Yet a possibility was suggested to me by Richard St-Aubin. The callers would create the temp table with a single dummy column, and then call a stored procedure that uses ALTER TABLE to add the real columns. This procedure would be the single holder of the temp table definition. (You cannot put the CREATE TABLE in the stored procedure, as in that case the temp table goes away when the procedure exits. Using ALTER TABLE evades the problem.) This method can definitely be worth exploring, but I like to add a word of caution. Adding columns to a table at run-time can lead to unexpected errors if the procedure is recompiled. If you call the procedure directly after the CREATE TABLE statement, you should be fairly safe. But this depends on the fine print in SQL Server, so it could break with a new release. (And in any case, it does not work with SQL 6.5.)

(A more advanced way to tackle the maintenance problem is to use a pre-processor, and put the definition of the temp table in an include file. If you have a C compiler around, you can use the C pre-processor. My AbaPerls includes Preppis which we use in the system I spend most of my time with.)

There is an interesting possibility for flexibility here. The callee only has to care about the columns it reads or writes. This permits a caller to add extra columns for its own usage when it creates the temp tables, and two callers to the same callee could have different definitions of the same temp table.

You need to be aware of that there is a possible performance problem with using temp tables and that is recompilation. This can be a serious issue on SQL 7 and SQL 2000. Each time the caller is invoked, a new instance of the temp table is created, and for this reason the callee will be recompiled (as the table actually could have a new definition). The cost for a recompilation of a procedure with a single SELECT that is moderately complex, may be less than 200 ms. A longer procedure of 100-200 lines of code may take over a second to compile. If the procedure itself needs a minute to run, this is no big issue. But if the procedure once compiled executes in sub-second, that recompilation second will be very noticeable to end users. So this is an important issue that you need to consider before you choose this method.

In SQL 2005 the situation is different, as it does recompilation on statement level. This means that only the statements that refer to the shared temp table will be recompiled. Thus, a callee that accepts input data into a temp table, could copy that data into a local temp table or a table variable, and only that statement would be recompiled, and that is likely to be cheap. Likewise a callee that fills in output data, only needs to refer to the shared table in a final INSERT statement.

Here I only discussed recompilation because the temp table is a new table each time. Temp tables can also cause recompilations because of auto-statistics, something that applies in general when you use temp tables, not only when you share them between stored procedures. I return to the topic of auto-statistics when I look at process-keyed tables.

If you want to reuse an existing procedure by sharing a temp table, you do as for a table-valued function: you move to the core to a common procedure, and transform the existing procedure into a wrapper so that client-side programs are unaffected.

Process-Keyed Tables
This method evades the maintenance problem by using a permanent table instead.
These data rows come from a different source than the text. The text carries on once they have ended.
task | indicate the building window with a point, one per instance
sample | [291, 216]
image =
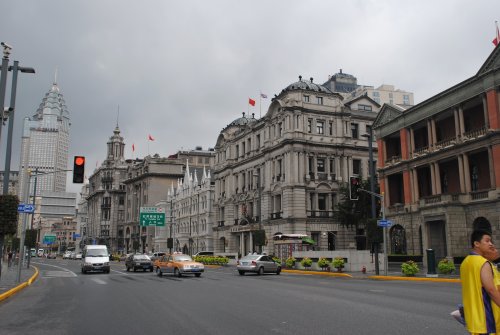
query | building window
[320, 127]
[356, 167]
[321, 165]
[367, 108]
[354, 130]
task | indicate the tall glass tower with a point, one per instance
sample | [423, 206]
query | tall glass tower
[45, 144]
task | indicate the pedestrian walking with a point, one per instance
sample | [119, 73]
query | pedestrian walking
[9, 258]
[479, 291]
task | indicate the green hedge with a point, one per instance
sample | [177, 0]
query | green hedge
[212, 260]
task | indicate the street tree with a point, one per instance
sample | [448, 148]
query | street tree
[8, 219]
[357, 213]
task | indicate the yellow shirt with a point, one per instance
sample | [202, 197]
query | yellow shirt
[477, 303]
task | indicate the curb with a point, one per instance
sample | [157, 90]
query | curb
[318, 273]
[436, 280]
[19, 287]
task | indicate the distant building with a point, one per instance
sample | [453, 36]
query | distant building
[347, 86]
[45, 143]
[13, 181]
[386, 94]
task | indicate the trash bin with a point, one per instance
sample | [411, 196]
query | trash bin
[431, 262]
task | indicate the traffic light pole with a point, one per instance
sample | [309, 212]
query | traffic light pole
[384, 228]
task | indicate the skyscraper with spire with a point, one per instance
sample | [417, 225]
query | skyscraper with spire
[45, 144]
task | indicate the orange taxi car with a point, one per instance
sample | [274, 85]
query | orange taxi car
[178, 264]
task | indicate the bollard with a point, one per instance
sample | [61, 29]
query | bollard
[431, 263]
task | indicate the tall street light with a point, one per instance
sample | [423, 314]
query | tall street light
[3, 80]
[369, 137]
[15, 69]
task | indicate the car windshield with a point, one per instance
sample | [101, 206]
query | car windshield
[182, 258]
[141, 257]
[97, 253]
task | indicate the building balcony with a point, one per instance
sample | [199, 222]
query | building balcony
[276, 215]
[320, 214]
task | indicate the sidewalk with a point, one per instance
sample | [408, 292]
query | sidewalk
[8, 279]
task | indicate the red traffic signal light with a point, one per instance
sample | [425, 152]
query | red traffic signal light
[354, 186]
[78, 169]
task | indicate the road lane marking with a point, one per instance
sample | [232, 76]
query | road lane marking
[99, 281]
[63, 269]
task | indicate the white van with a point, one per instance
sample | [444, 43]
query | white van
[95, 258]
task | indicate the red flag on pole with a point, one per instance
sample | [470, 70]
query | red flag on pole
[496, 40]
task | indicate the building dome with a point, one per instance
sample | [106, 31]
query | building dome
[306, 85]
[242, 121]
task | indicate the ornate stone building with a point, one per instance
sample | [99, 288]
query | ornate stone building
[282, 173]
[192, 203]
[106, 197]
[439, 165]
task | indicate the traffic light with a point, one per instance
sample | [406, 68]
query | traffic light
[354, 186]
[78, 169]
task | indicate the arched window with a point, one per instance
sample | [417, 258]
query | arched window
[398, 240]
[482, 223]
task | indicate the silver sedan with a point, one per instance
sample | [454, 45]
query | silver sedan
[259, 264]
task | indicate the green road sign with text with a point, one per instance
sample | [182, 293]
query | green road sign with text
[152, 216]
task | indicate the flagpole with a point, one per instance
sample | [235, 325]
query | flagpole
[260, 105]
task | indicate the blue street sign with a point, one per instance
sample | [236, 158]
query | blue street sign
[25, 208]
[384, 223]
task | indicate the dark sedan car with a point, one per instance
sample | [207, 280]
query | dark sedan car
[259, 264]
[138, 261]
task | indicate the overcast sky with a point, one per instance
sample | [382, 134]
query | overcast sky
[183, 70]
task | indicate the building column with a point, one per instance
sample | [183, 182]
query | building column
[407, 187]
[429, 134]
[458, 129]
[461, 120]
[461, 175]
[468, 186]
[438, 179]
[493, 109]
[433, 178]
[412, 141]
[494, 160]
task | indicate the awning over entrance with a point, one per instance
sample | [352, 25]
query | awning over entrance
[308, 240]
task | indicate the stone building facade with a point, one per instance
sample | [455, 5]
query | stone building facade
[106, 197]
[282, 173]
[439, 166]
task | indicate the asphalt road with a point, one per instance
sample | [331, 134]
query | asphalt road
[64, 301]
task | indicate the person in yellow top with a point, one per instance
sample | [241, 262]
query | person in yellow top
[479, 291]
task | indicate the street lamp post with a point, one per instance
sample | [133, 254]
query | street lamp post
[15, 69]
[3, 80]
[369, 137]
[259, 206]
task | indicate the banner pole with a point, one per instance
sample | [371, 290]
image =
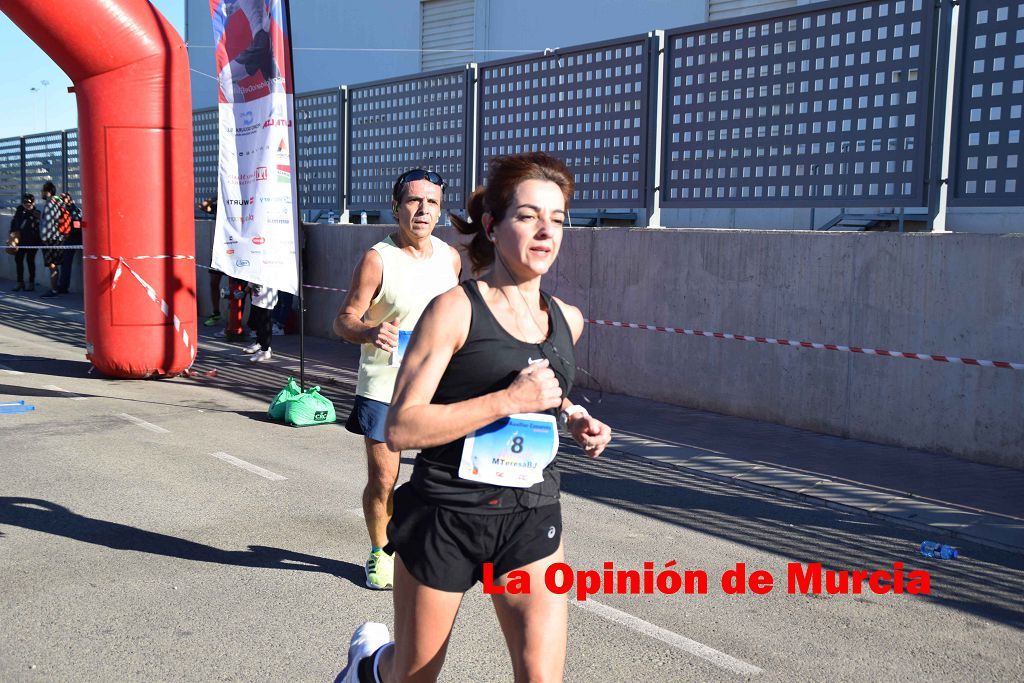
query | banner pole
[300, 247]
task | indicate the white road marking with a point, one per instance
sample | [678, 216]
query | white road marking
[69, 394]
[142, 423]
[255, 469]
[720, 659]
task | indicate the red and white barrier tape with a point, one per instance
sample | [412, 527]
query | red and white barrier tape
[175, 257]
[317, 287]
[806, 344]
[164, 307]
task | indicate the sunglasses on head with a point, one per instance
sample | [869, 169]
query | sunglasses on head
[417, 174]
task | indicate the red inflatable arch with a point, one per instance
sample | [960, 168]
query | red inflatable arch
[130, 71]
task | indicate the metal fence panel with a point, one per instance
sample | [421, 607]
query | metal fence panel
[73, 172]
[419, 121]
[206, 154]
[11, 187]
[827, 105]
[586, 104]
[321, 141]
[986, 142]
[44, 161]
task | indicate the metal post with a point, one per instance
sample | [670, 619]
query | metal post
[300, 231]
[472, 128]
[342, 152]
[942, 101]
[656, 75]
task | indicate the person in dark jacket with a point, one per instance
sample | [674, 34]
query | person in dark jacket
[74, 239]
[51, 232]
[26, 222]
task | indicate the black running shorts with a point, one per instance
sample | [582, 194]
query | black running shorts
[445, 549]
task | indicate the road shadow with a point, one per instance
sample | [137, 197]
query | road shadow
[40, 515]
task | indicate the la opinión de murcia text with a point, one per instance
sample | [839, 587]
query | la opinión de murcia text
[810, 579]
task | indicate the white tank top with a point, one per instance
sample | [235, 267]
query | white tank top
[408, 285]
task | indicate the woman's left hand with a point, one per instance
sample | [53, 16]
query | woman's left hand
[591, 434]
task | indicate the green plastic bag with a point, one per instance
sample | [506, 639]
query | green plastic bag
[280, 403]
[309, 409]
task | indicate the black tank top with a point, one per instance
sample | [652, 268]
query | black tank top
[488, 361]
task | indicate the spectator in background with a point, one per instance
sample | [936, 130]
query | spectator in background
[262, 300]
[54, 219]
[26, 223]
[74, 240]
[282, 312]
[210, 207]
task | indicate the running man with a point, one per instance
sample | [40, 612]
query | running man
[391, 286]
[488, 368]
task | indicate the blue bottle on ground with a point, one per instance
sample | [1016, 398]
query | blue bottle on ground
[933, 549]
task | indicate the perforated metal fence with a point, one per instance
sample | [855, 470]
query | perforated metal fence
[826, 107]
[586, 104]
[829, 104]
[73, 172]
[44, 161]
[395, 125]
[11, 185]
[206, 161]
[987, 150]
[322, 150]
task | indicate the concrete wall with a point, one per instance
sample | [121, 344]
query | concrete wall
[950, 294]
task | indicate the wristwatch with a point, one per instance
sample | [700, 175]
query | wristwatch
[565, 414]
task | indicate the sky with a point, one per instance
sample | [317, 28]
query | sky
[26, 67]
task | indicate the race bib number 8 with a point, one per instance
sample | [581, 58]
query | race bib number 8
[510, 452]
[399, 350]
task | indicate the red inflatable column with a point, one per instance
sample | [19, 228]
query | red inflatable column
[130, 71]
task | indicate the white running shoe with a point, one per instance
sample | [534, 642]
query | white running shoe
[368, 639]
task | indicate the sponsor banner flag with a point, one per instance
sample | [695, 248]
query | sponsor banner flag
[257, 219]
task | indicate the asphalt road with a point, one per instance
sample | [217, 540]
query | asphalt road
[129, 551]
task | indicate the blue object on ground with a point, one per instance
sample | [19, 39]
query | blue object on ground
[16, 409]
[933, 549]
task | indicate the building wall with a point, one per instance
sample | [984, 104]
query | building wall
[949, 294]
[347, 27]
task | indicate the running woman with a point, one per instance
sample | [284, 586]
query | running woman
[489, 366]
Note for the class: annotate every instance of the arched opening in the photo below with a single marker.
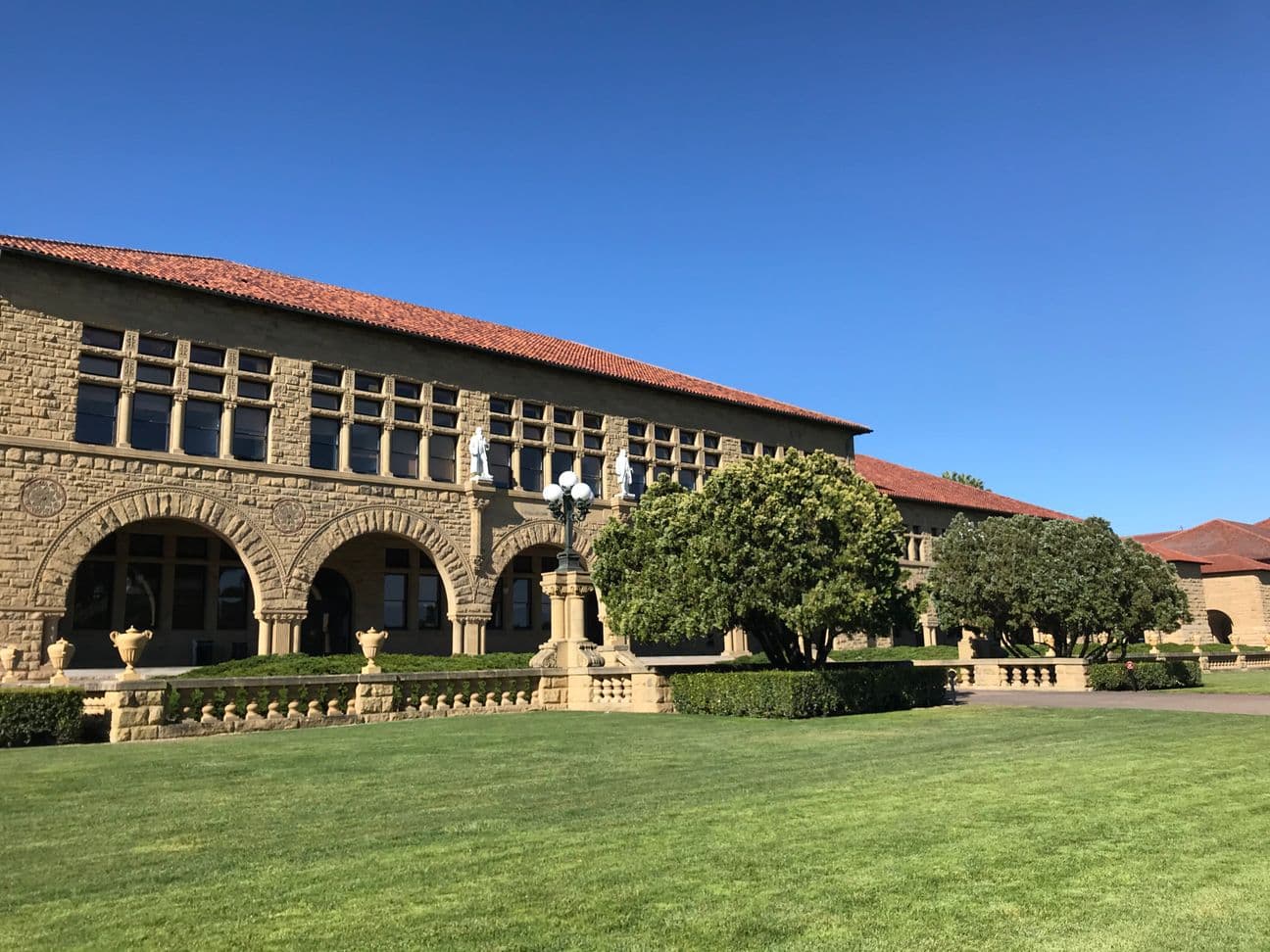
(382, 580)
(1221, 626)
(521, 613)
(181, 582)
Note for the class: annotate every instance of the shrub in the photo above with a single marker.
(41, 716)
(860, 689)
(1146, 676)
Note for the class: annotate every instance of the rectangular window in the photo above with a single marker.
(441, 457)
(404, 453)
(99, 337)
(253, 389)
(254, 363)
(324, 443)
(562, 462)
(521, 620)
(501, 463)
(531, 468)
(154, 373)
(207, 356)
(394, 600)
(202, 436)
(429, 600)
(250, 433)
(328, 376)
(95, 411)
(99, 365)
(364, 449)
(94, 595)
(150, 416)
(232, 595)
(189, 598)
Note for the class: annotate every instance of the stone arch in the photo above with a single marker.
(391, 521)
(539, 532)
(73, 544)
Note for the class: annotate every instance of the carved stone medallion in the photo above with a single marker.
(288, 517)
(43, 498)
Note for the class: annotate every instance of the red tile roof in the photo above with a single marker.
(248, 283)
(1230, 562)
(904, 483)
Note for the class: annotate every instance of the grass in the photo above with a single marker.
(263, 665)
(983, 829)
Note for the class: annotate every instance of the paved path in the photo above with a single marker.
(1133, 699)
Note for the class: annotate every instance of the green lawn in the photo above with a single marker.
(940, 829)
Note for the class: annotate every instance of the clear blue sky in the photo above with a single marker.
(1029, 241)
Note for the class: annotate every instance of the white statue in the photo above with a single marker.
(479, 451)
(625, 475)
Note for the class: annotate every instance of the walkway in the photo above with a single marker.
(1123, 699)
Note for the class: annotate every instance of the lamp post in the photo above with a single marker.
(569, 501)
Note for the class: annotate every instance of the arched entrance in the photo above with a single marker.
(1221, 626)
(328, 629)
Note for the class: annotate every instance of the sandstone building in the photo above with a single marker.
(249, 462)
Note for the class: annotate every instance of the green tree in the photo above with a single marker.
(963, 477)
(793, 551)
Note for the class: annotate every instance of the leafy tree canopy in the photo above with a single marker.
(794, 551)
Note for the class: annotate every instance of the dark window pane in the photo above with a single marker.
(99, 337)
(441, 457)
(521, 589)
(157, 347)
(531, 468)
(206, 382)
(501, 463)
(407, 390)
(394, 600)
(94, 414)
(429, 601)
(154, 373)
(253, 390)
(94, 595)
(207, 356)
(234, 596)
(202, 434)
(364, 449)
(150, 416)
(404, 453)
(592, 467)
(561, 463)
(189, 598)
(254, 363)
(324, 443)
(142, 593)
(250, 433)
(328, 376)
(99, 365)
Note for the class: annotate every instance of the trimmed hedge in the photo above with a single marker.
(1146, 676)
(41, 716)
(862, 689)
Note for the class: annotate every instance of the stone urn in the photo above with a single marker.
(9, 663)
(371, 643)
(60, 654)
(129, 645)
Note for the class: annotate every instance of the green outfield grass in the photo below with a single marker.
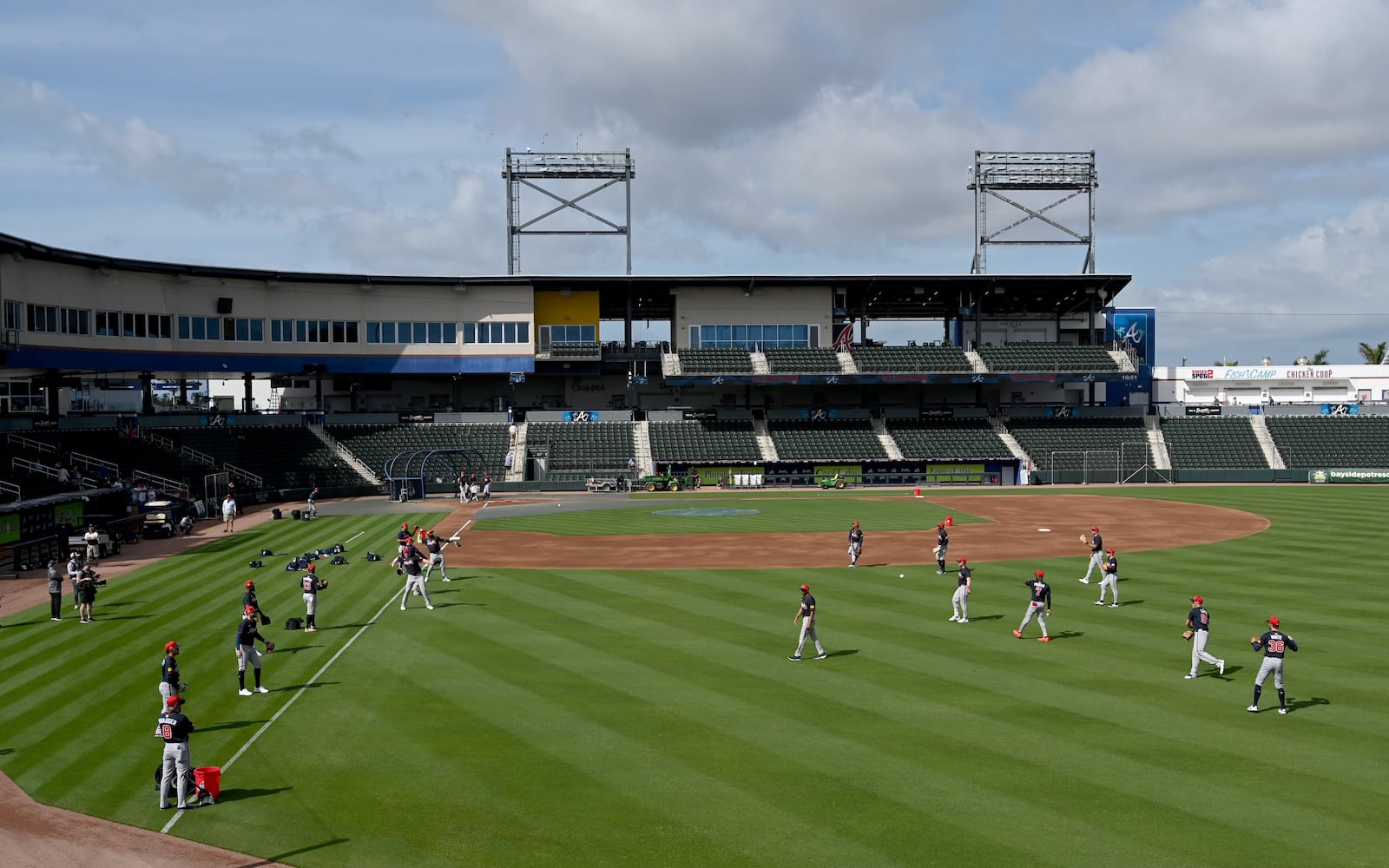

There is still a recompilation problem, but of a different nature.

A process-keyed table is simply a permanent table that acts like a temp table. To permit several processes to use the table simultaneously, the table has an extra column to identify the process. The simplest way to identify a process is the global variable @@spid (@@spid is the process id in SQL Server). In fact, this is so common, that these tables are often referred to as spid-keyed tables. Here is an example:

CREATE TABLE process_keyed (spid int NOT NULL,
col1 int NOT NULL,
col2 char(5) NULL,
...)
go
CREATE CLUSTERED INDEX processkey_ix ON process_keyed (spid)
-- Add other columns as needed.
go
...
DELETE process_keyed WHERE spid = @@spid
INSERT process_keyed (spi, col1, col2, ....)
VALUES (@@spid, @val1, @val2, ...)
...
SELECT col1, col2, ...
FROM process_keyed
WHERE spid = @@spid
...
DELETE process_keyed WHERE spid = @@spid
A few things to note here:

The table should have a clustered index on the process key (spid in this example), as all queries against the table will include the condition WHERE spid = @@spid.
You should delete any existing data for @@spid before you insert any data into the table, as a safety precaution.
And when you are finished using the data you should delete it, so that it does not occupy any extra space.
If you start to use this sort of tables on a larger scale in your database, I would recommend that you use some naming convention so that you easily can do:

SELECT 'TRUNCATE TABLE ' + name
FROM sysobjects
WHERE type = 'U'
AND name LIKE '%yourpattern%'
and then cut and paste the result into a query window. It cannot be denied that a drawback with this method is that sloppy programmers could forget to delete data when they are done. Beside wasting space, this can also lead to subsequent uses of the table will use incorrect row-count estimates when building query plans.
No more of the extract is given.